Line of Your Life Winner: Mike Richards skis his backyard in Wales!

Mike Richards skis in Wales

Our reader writing competition is back! Mike Richards takes the win (and £200 Snow + Rock voucher) in the first round with this brilliant tale about skiing powder in his backyard – in Wales!

Our first winning story, on the theme ‘Line of My Life’,  is by Fall-Line reader Michael Richards, whose original, dramatic and touching story-poem about skiing in Wales impressed the whole team.

Mike Richards skis in Wales

His was the strongest entry in an extremely strong field – we were mightily impressed by the quality of the leading pack, which included a tale from the Grand Couloir on Mont Buet (with amazing accompanying images), an engaging account of a first-time attempt at a red run and the story of an epic day out with locals at Kicking Horse. Plus several other bangers, from Lofoten, Meribel, Verbier…

A massive thank you to all who entered, and well done to everyone! We have another £200 Snow + Rock voucher up for grabs in the next round too – send your 450 word story + photo(s) to before 9pm on Monday 4th December to enter.

The life of my line (thirty-four years)

By Michael Richards


The mountain to us, a hill to most.

We would explore in all seasons and all weather, and if we were lucky there would be enough snow at some stage during the winter for us to ride cardboard-lined milk crates down the slopes.

To combat the cold and wet of a Welsh winter we’d wear woollen gloves under washing up gloves and be out until dark.

Then I watched the 1976 Innsbruck Winter Olympics at home on television. Franz Klammer flashed across the screen and how I looked at the mountain changed forever.


Franz Klammer taught me to ski.
Wild with flair and invention, rewriting the book,
I watched and rewatched, mesmerised, and memorised each left, right, and recovery.

On that Thursday afternoon in early February,
The Kaiser trailing, almost failing with the chances he took.
Franz Klammer taught me to ski.

A golden comet thundering to victory,
Russi felt the mountain shake, unable to look.
I watched and rewatched, mesmerised, and memorised each left, right, and recovery.

In fur fringed parka I zigged and zagged the Giant’s Steps’ trees
On half-frozen mud and snow, slipping and sliding with each step I took.
Franz Klammer taught me to ski.

Before the final plunge on scree,
Coal tip below my feet, to the cattle grid finish beside the brook.
I watched and rewatched, mesmerised, and memorised each left, right, and recovery.
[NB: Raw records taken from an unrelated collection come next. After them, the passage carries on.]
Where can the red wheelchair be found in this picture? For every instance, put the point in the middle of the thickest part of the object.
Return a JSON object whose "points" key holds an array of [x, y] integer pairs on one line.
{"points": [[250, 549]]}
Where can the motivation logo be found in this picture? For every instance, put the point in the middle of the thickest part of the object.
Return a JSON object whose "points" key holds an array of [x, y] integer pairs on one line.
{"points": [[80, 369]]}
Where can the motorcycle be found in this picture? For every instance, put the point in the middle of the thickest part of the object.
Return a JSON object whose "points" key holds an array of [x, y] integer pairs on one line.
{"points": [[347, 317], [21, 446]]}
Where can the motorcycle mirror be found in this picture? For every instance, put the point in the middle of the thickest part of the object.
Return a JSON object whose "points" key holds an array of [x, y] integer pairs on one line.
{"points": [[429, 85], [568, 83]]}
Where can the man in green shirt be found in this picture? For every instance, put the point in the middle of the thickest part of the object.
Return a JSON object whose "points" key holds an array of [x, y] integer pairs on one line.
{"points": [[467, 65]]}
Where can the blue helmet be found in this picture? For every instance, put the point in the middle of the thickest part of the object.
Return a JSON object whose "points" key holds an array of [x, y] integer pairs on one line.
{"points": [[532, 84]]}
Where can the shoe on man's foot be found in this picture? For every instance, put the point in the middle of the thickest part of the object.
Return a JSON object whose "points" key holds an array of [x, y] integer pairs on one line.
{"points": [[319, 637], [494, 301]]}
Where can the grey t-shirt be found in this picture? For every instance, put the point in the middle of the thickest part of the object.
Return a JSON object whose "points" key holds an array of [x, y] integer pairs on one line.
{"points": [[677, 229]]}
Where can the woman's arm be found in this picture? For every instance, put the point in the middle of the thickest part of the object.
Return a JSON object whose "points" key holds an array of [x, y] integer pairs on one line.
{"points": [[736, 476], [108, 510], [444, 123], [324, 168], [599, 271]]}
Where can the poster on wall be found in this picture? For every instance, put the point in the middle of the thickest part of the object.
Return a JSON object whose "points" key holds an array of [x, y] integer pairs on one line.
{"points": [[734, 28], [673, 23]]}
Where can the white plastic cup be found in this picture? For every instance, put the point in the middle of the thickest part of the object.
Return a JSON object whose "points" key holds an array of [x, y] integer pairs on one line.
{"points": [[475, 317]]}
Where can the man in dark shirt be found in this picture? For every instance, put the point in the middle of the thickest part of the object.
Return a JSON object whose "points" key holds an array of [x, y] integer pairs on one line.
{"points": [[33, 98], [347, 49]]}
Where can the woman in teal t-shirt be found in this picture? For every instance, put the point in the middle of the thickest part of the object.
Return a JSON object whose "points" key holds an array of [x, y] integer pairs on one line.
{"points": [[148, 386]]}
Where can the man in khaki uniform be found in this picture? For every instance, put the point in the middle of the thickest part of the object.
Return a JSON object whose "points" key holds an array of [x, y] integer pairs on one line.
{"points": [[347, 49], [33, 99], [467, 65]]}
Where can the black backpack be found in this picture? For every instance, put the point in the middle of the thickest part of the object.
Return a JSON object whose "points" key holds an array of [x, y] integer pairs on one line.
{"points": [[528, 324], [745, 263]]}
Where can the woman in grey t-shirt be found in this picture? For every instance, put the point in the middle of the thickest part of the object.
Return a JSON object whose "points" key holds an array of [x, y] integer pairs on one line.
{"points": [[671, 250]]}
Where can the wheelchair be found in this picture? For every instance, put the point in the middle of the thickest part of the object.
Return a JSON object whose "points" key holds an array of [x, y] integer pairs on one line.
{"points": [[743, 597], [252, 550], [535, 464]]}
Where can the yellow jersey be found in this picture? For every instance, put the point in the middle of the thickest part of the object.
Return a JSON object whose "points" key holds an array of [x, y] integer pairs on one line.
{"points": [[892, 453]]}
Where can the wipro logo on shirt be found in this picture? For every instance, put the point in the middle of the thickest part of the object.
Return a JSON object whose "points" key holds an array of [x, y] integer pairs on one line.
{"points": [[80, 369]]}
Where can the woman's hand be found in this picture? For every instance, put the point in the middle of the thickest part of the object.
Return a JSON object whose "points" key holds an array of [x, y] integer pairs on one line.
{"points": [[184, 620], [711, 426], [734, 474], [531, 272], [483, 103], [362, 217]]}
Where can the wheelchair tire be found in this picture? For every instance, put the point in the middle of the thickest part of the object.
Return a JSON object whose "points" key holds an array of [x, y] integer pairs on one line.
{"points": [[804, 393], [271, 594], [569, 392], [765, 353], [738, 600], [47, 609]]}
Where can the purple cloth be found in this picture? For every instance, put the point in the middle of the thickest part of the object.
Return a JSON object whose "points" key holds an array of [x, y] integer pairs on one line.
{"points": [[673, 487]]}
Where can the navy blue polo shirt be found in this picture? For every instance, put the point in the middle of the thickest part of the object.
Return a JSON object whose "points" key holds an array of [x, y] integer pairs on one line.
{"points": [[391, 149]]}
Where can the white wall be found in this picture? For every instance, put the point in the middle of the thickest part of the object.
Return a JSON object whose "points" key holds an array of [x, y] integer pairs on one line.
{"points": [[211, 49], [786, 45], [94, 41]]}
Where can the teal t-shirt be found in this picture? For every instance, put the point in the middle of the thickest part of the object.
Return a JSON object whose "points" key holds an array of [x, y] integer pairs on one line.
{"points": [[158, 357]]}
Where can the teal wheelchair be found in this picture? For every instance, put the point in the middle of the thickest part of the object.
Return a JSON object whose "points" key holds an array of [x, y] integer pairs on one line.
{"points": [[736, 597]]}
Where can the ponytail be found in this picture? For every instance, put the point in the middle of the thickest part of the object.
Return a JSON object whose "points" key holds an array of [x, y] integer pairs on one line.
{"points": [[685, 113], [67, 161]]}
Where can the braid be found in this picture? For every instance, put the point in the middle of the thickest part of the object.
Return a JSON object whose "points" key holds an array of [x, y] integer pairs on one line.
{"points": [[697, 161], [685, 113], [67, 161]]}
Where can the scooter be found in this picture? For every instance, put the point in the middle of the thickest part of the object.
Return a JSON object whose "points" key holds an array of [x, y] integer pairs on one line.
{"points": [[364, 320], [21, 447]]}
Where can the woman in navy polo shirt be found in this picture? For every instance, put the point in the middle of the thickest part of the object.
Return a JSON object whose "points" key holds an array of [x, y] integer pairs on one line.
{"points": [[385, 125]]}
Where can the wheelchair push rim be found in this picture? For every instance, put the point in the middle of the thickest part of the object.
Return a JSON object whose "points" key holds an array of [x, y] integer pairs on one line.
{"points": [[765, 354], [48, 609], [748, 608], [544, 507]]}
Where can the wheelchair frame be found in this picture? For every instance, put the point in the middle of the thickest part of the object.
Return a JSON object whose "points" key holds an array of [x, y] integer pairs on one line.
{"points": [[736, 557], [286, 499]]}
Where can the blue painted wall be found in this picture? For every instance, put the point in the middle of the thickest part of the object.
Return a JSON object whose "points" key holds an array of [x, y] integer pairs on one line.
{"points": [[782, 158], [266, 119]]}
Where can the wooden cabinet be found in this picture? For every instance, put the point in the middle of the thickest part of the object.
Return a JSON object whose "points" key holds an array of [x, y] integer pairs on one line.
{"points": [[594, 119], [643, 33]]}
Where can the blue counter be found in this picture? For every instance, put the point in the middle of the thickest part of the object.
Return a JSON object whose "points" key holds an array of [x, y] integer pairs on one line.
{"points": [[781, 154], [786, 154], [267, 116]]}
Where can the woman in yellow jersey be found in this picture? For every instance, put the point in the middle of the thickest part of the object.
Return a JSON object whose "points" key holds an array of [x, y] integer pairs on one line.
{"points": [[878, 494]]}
On the days when snow stuck to my grey, green valley
The mountain over Aberdare became my Patscherkofel, Foundry Town my Innsbruck.
Franz Klammer taught me to ski,
I watched and rewatched, mesmerised, and memorised each left, right, and recovery.


Just under half a metre from this storm and the snow still falling steadily, a lava lamp against the shaft of orange streetlight.

I pass the ‘ROAD CLOSED SNOW’ sign at the top of Monk St and half way up the mountain road the sun slowly begins to penetrate the gloom.

It stops snowing and the white ‘Queen of the Valleys’ reveals herself. From the summit I take in the sweep of the valley, Aberdare sleeping and silent below me, St Elvan’s spire a concrete conifer.

I shuffle forward and make a couple of long, patient turns on the snow covered tillings before clicking out and jumping over the dry stone wall.

Skiing powder in Wales with Mike Richards

Back in my bindings I make tighter turns in the top farmer’s field, relaxing, flowing between the arcs, through the open gate and on to the lower field.

The snow is unbelievable. Boot top to knee deep. As light as any snow I’ve skied on Hokkaido and the best snow I’ve skied in Wales bar none.

After four laps I ski through the moss covered woods back to the top of Monk St. The road has been ploughed and gritted since I set off, but the pavement remains white. I straightline the strip of snow, narrowly failing to fire the speed camera, and half way down get a gut full of snow from a man shovelling the path from his front door.

Down Graig St’s terraced couloir, schussing from half way to slingshot me up my street, skating to my front gate.